Information Governance Insights: Out with the Old and in with the New

Robin Woolen, MBA, IGP has worked in the field of information lifecycle management since 1994 with a specialty in strategic consulting focused on enterprise-scale information management.

If there is one constant in life it’s that change is inevitable. This axiom is painfully obvious when dealing with technology. There is not a week that goes by where our phones do not have a multitude of updates. The same holds true of larger systems. While they do not normally have weekly updates like a phone, they do tend to become obsolete over the course time.

Like it or not you will have to replace them, which poses a unique issue for Information Governance professionals because you are legally obligated to maintain whatever information assets that exist from the old system in a viewable format while ensuring the integrity of the data for the duration of its course through the information lifecycle. This is one very large reason why it is best to follow your retention schedule.

Regardless of how closely you follow the retention schedule there will always come a time where some new system is put in and you are faced with the challenge of what to do with the old data.

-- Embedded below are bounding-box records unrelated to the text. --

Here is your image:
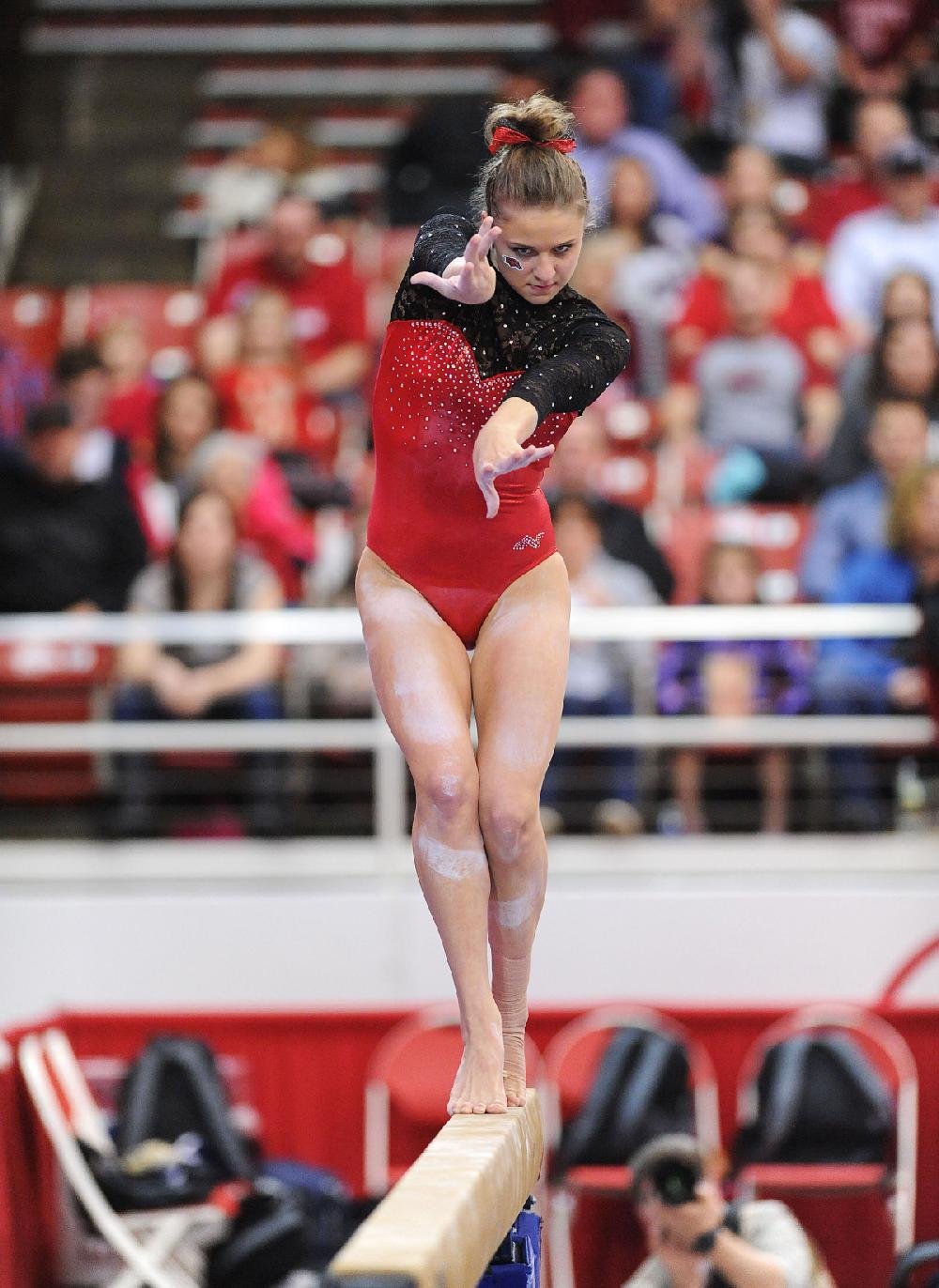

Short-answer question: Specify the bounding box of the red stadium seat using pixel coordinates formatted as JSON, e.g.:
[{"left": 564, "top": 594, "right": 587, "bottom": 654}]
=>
[
  {"left": 737, "top": 1004, "right": 918, "bottom": 1253},
  {"left": 600, "top": 451, "right": 658, "bottom": 510},
  {"left": 545, "top": 1004, "right": 720, "bottom": 1288},
  {"left": 66, "top": 282, "right": 204, "bottom": 378},
  {"left": 661, "top": 505, "right": 811, "bottom": 604},
  {"left": 0, "top": 640, "right": 114, "bottom": 803},
  {"left": 0, "top": 286, "right": 63, "bottom": 367}
]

Where possible I recommend leaving the data where it is to avoid any possibility of spoliation. Spoliation is a legal term meaning the action of ruining or destroying something (that is not a good thing in case you are thinking otherwise).

Continuing to maintain the data in the old system is the ideal situation, assuming the data originated in that system, for the ease of access. An example would be maintaining a mainframe system, so you can view a REALLY old file. That may seem extreme, but you would be amazed how many organizations still use mainframe systems. No matter what you do there will be times that the data must be migrated. In that case, you really must work very closely with your friendly Information Technology department to determine the best way to get the job done.

Dealing with legacy data will remain a constant issue for the Information Governance professional and migrating data is never easy.

ROBIN WOOLEN

When you reach that point you should always take the time to clean house of the Redundant, Obsolete and Transitory (ROT) Information that is always around because migrating data is never easy and is always expensive in time and money. You want to only take as little as you need. It would also be prudent to talk with the data owners and the Legal Counsel to ensure everyone is on the same page for the move. In some cases it might be best to ‘put a stake in the ground’ and only migrate the most recent years of data into the new system. There are several good reasons for this such as having the current data to preserve continuity of an ongoing business process, such as accounting activities, or to allow the older data to reach its retention date in a couple of years and be removed so that the old system can be decommissioned. Whatever the business justification it is always best to migrate the smallest amount of data as required to mitigate the cost and risk of moving it.

Dealing with legacy data will remain a constant issue for the Information Governance professional and migrating data is never easy. It can, however, be planned for and managed with the help of everyone from the business to Information Technology. Data migration is such a common occurrence that there should be a standard project plan available similar to how disaster recovery plans are managed to minimize the disruption this can cause to the organization. Such planning helps ease fear of change that can cause organizations to lose time and money.